The United the world knows, the one with Ryan Giggs, Paul Scholes and that generation, would have never folded their cards like that even if they were ailing from a million problems. Had Wayne Rooney, who himself comes from the blue side of Merseyside and who once publicly said that he hated Liverpool, been on the teamsheet last night, he would have fought, even though of late we have seen the fight fizzle out of him.
Instead, United's hopes were thrust upon the 18-year-old shoulders of Marcus Rashford. And to lead him, United's captain on the night was Juan Mata, a fine player but hardly a galvanising presence on the field. His counterpart, Jordan Henderson, playing his 300th game for Liverpool, learnt the tropes of leadership from Steven Gerrard himself, one of the last great leaders of the game. In hindsight, the result is anything but shocking. The game was screaming its own prediction right from the whistle at kick-off.
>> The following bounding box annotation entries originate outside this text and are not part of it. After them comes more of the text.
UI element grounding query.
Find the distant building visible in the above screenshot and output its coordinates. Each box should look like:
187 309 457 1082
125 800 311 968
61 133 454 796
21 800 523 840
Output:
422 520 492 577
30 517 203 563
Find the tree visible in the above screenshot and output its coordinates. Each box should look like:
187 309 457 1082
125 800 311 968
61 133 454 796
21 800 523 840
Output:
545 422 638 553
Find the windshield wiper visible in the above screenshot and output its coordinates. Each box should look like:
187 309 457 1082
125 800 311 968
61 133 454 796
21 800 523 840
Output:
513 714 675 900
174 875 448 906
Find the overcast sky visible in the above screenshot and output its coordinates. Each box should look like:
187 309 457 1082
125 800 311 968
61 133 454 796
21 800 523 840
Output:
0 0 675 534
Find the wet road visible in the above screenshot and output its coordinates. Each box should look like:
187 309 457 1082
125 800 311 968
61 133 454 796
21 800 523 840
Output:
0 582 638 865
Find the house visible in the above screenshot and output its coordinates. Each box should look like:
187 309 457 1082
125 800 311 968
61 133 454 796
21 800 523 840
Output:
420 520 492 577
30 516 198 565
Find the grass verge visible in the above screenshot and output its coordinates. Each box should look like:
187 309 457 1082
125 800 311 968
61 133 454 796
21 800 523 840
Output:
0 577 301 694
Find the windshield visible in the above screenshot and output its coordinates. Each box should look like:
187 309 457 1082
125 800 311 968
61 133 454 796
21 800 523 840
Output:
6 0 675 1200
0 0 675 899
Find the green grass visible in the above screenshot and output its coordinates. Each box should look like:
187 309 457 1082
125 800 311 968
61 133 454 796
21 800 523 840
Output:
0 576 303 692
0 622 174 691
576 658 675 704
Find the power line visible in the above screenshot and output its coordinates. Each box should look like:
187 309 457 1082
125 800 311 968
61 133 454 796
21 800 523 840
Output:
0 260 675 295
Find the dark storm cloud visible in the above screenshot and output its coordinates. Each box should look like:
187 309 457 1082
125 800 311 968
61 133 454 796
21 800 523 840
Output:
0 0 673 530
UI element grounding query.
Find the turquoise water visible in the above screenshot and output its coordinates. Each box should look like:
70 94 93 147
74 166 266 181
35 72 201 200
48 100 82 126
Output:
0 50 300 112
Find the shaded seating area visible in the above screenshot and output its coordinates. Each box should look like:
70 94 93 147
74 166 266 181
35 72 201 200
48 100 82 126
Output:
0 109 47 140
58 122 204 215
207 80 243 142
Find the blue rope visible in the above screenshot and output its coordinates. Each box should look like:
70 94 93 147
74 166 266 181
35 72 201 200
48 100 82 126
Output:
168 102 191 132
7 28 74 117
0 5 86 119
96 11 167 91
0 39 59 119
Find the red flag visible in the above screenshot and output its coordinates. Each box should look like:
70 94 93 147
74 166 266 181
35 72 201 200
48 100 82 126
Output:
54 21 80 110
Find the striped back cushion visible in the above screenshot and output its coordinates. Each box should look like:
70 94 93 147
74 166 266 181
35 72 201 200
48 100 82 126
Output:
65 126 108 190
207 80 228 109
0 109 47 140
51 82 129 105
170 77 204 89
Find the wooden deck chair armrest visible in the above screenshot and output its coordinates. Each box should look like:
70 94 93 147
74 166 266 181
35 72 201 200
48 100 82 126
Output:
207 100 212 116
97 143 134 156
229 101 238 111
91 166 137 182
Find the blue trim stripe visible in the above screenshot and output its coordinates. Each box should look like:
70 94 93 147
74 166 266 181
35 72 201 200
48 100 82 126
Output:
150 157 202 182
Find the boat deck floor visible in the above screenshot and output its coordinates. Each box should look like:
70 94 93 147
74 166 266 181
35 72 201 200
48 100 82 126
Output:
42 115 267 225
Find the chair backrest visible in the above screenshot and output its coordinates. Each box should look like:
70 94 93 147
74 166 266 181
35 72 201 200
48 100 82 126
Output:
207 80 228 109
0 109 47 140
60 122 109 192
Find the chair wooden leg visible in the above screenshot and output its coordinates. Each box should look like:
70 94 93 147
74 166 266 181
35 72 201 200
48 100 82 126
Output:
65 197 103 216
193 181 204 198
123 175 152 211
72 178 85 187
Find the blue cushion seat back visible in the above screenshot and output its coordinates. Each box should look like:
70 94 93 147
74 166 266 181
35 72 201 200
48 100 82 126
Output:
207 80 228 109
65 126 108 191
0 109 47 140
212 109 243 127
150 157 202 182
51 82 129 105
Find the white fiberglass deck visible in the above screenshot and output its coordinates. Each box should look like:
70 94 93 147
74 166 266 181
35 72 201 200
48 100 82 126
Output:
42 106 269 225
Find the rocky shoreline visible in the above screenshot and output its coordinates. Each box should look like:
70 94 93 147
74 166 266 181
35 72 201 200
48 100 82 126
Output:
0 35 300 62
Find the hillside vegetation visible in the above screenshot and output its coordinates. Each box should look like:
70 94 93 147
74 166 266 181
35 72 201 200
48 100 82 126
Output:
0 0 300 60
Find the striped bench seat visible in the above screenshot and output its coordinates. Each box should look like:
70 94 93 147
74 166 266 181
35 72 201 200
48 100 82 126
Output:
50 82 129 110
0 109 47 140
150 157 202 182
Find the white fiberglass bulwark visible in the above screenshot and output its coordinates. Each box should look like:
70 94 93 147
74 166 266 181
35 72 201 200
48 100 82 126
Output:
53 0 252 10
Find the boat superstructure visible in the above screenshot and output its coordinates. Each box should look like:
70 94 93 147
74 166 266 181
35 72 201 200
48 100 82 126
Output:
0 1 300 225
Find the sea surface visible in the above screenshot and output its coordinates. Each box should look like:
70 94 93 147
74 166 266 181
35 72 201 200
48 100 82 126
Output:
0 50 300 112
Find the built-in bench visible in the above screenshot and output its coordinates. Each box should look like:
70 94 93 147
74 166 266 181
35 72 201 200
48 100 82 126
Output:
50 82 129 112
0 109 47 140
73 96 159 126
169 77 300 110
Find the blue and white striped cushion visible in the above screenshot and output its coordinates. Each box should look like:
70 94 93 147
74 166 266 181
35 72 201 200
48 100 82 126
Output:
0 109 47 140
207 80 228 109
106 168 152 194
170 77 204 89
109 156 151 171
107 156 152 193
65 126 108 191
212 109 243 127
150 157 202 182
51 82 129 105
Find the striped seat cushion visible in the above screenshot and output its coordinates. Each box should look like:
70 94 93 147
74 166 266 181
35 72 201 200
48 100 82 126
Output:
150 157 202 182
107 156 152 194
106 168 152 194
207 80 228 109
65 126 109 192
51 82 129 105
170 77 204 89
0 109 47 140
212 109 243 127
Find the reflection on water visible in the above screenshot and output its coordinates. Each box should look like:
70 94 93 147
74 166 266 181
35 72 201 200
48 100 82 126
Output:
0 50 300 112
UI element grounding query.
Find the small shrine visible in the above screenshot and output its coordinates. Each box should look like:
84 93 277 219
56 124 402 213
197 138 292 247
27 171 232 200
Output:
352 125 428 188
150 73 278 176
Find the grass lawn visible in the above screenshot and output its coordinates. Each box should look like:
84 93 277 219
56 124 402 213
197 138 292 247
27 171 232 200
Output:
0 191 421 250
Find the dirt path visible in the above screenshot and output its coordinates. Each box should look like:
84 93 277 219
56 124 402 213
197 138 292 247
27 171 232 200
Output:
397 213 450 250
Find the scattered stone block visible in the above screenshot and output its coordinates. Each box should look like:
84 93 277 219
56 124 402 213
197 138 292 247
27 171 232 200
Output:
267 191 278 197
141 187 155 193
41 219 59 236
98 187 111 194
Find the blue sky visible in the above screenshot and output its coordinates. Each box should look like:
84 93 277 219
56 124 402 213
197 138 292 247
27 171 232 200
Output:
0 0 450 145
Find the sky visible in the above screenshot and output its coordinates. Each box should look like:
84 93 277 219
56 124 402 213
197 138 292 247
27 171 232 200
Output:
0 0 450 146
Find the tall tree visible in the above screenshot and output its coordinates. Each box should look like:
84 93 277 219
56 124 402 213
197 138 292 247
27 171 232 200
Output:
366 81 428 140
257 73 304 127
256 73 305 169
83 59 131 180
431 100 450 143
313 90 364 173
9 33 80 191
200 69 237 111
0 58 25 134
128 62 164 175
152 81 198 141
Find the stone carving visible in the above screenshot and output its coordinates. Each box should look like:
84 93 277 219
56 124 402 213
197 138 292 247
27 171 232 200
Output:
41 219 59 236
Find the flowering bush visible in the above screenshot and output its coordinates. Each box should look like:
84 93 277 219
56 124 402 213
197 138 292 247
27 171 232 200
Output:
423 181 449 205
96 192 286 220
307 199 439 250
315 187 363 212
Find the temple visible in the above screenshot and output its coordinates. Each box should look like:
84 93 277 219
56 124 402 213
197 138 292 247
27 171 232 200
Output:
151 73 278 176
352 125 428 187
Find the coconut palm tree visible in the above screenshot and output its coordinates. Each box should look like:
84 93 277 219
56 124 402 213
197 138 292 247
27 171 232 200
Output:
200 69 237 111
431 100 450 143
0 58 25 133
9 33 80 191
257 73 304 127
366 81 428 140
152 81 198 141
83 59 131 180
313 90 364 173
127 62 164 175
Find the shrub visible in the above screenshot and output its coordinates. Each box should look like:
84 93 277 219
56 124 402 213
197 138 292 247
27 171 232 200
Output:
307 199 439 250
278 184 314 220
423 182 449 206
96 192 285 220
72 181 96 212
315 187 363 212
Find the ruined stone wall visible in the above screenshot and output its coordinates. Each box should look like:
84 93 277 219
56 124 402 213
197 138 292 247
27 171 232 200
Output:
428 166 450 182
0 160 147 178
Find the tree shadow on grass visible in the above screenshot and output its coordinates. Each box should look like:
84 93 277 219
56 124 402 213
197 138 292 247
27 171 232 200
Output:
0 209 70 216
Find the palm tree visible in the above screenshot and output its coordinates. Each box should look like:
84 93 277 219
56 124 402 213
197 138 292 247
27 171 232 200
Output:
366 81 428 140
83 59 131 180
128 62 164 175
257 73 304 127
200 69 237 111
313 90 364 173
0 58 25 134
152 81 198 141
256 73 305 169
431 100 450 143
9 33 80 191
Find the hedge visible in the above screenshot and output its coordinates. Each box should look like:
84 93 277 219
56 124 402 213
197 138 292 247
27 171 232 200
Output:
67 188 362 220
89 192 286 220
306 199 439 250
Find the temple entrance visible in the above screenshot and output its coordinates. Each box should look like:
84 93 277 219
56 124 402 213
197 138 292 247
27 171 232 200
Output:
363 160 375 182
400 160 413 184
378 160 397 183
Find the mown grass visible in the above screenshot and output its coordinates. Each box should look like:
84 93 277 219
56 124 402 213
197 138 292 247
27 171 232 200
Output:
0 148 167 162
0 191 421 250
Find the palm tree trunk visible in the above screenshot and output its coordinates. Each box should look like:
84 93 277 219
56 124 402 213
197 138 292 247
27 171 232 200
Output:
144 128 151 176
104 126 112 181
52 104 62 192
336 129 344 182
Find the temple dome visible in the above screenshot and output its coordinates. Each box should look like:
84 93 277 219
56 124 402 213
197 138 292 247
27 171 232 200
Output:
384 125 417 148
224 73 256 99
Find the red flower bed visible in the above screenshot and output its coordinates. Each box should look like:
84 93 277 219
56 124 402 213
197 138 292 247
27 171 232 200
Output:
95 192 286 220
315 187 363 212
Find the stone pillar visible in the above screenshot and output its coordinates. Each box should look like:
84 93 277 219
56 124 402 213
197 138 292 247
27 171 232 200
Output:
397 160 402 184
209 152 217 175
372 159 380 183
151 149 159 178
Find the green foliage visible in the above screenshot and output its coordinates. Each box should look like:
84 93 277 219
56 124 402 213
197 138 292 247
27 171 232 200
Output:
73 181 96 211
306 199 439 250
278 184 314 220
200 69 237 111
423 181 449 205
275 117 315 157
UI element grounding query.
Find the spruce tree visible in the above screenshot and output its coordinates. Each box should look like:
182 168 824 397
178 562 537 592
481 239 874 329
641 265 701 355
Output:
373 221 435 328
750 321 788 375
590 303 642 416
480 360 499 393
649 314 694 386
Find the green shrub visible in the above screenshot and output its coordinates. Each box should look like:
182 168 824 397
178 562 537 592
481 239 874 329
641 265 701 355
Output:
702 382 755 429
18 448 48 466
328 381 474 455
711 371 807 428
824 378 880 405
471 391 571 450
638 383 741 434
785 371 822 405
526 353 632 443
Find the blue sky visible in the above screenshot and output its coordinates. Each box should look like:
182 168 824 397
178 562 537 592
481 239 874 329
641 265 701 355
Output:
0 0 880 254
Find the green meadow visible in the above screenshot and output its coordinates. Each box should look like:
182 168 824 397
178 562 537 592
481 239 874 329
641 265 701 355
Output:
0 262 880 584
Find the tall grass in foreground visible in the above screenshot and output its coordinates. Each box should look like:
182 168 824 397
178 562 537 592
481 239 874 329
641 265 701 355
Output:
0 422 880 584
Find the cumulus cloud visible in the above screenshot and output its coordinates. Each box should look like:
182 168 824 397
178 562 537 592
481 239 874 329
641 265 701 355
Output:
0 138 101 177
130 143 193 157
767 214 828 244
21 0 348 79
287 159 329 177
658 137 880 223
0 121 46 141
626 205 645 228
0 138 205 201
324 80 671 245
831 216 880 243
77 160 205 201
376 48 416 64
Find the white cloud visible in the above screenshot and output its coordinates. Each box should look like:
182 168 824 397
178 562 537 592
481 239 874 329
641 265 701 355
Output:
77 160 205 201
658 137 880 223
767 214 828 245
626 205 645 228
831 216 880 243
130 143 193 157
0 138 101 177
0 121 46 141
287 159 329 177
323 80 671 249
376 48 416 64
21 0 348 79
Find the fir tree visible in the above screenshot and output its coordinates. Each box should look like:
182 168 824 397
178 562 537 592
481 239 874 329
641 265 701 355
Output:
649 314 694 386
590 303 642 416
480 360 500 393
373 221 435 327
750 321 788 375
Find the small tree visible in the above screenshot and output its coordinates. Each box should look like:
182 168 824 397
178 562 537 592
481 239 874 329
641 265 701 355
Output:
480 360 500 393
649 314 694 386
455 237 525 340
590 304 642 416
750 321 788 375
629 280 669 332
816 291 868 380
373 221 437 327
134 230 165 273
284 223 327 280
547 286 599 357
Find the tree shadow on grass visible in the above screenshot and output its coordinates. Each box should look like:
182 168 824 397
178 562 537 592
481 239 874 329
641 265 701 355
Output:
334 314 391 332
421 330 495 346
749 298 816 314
Klopp, the most eagerly sought-after free agent (as a manager, mind you) in club football before Liverpool landed him, has had an odd time at Liverpool. He inherited half a squad, even without any injuries. The transfer committee hovering over the shoulders of his predecessor Brendan Rodgers had already done the damage. But the club has fed off his infectious energy. Liverpool, like Klopp, have been eccentric; destroying Manchester City twice in the league, on either side of that hard-fought League Cup final loss to the same team in penalty shootouts. They outclassed Chelsea, who suffer from troubles of their own but nevertheless act like a decent team in big games.
New recruits Roberto Firmino, Adam Lallana looked like shadows of their current selves under Rodgers. Today, they look like bundles of joy, running unbridled on the field, spurned under Klopp. The Kop's voices have grown stronger furthermore, the chorus booms louder, "You'll never walk alone". Yes, managers can make a huge difference. And if Klopp's Liverpool isn't proof enough, Van Gaal's United is more than happy to oblige. A season full of dull nil-nil draws, a season of losses to obscure teams, of "boring boring Man United", of passing behind rather than galloping forward; Manchester United has fallen flat on its backside, much like Van Gaal in that dramatic game against Arsenal.
As Van Gaal's time at Old Trafford nears its end, one wonders who can be the man to take United forward. They need not the Jose Mourinho fix, but a trip to intensive care. It was always going to be hard after 25 years of Sir Alex. Break-ups like those hurt a lot. But nothing can come close to last night for Manchester United in terms of hurting. This wound will be remembered for long. It will come back to haunt and hurt United on lonely nights. There will be a return leg, true. But there's no return from Thursday night’s end.